Both acts were based on Article 175(1) TEC, while the Commission argued that both acts should have been based Article 133 TEC, the Common Commercial Policy.106 The aim of the Convention was to promote responsible international trade of certain hazardous chemicals in order to protect human health and the environment. The primary measure was the establishment of a prior informed consent (PIC) procedure for certain hazardous chemicals. The Commission argued that the effects of the measure were only indirect and distant on the environment, while the impact on trade in hazardous chemicals was direct and immediate.107 The Council argued that Article 175(1) TEC was the correct legal basis, because it showed resemblance to the Cartagena Protocol on Biosafety, which the Court has found should rightly be approved on the basis of Article 175(1) TEC. Furthermore, the Council argued that the PIC procedure was ‘a typical instrument of environmental policy’.108

The Court followed the reasoning of the Council that the Conventions main objective was to protect the environment and human health. However, the Court also acknowledged that the measure did have direct and immediate effect on trade in hazardous chemicals. The Court argued that both components are ‘indissociably linked, neither of which can be regarded as

104 2003/106/EC: Council Decision of 19 December 2002 concerning the approval, on behalf of the European Community, of the Rotterdam Convention on the Prior Informed Consent Procedure for certain hazardous chemicals and pesticides in international trade [2002] OJ L 63, 6.3.2003.

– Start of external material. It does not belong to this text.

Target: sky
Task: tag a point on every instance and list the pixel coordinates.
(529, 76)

105 Regulation (EC) No 304/2003 of the European Parliament and of the Council of 28 January 2003 concerning the export and import of dangerous chemicals [2003] OJ 2003 L 63.

106 Case C-94/03 Commission of the European Communities v Council of the European Union [2006] ECLI:EU:C:2006:2 par 1.

Case C-178/03 Commission of the European Communities v European Parliament and Council of the European Union [2006] ECLI:EU:C:2006:4 par 1.

107 C-94/03 paras 21-26 & C-178/03 paras 28-34. 108 C-94/03 paras 27-33 & C-178/03 paras 35-39.